12. The specific issue which was, therefore, referred for determination by the Labour Court, related to the dispute as regards violation of Section 25-H of the Act. If the said provisions had not been found to be violated, the question of setting aside the order of termination by the Labour Court did not and could not arise. The learned Single Judge proceeded on the premise that the High Court, in exercise of its writ jurisdiction, cannot sit in appeal over the award of the Labour Court. The learned Single Judge was right, but then, only because the jurisdiction of the High Court, while exercising of its power of judicial review was limited, it would not mean that even a jurisdictional error could not have been corrected. The provisions of Articles 226 and 227 of the Constitution of India would be attracted if the inferior Tribunal has, inter alia, committed a jurisdictional error. What would be the ground for judicial review, in regard to the orders passed by an inferior Tribunal is no longer res integra.”

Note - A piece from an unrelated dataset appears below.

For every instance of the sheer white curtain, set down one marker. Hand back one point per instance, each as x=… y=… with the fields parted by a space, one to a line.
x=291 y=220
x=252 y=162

36. In N.D.M.C v. Jai Ram3, the Coordinate Bench of this Court held that issues of ‘regularization’ and ‘termination’ are not incidental to each other. The Court held that if the tribunal could not have decided and awarded the relief of ‘regularization’ when the scope of reference as well the prayer of a party was limited to the relief of ‘reinstatement’. The findings of the Court reads as under:
“8. After giving my due consideration to the rival submissions, I have come to the conclusion that as far as the relief of re-instatement in service granted to the workman by the Labour Court with 50% back wages is concerned, same does not call for any interference by this Court since there is no challenge made by the petitioner in that regard and it has been the petitioner’s own case that it never wanted to discontinue the services of the respondent – workman as a muster roll employee. However, I am in full agreement with the submission of the learned counsel for the management that the Labour Court was not at all justified in giving the relief of regularization to the respondent – workman since that was not the dispute referred to it by the appropriate Government and, in fact, in the claim statement even the workman himself had not made any prayer for grant of relief of regularization to him. It is now well settled that the Industrial Tribunal or the Labour Court cannot travel beyond the terms of reference and give any relief to the workman. It has to confine the adjudication to the point(s) referred to it for adjudication or any matter incidental thereto. In the present case, as per the respondent’s own case his services had been terminated and so he was entitled to be reinstated in service. Therefore, unless he was in service there was no occasion for any authority to direct his regularization and that matter cannot be said to be in any way incidental to the dispute raised by the respondent – workman regarding termination of his services by the petitioner – management…”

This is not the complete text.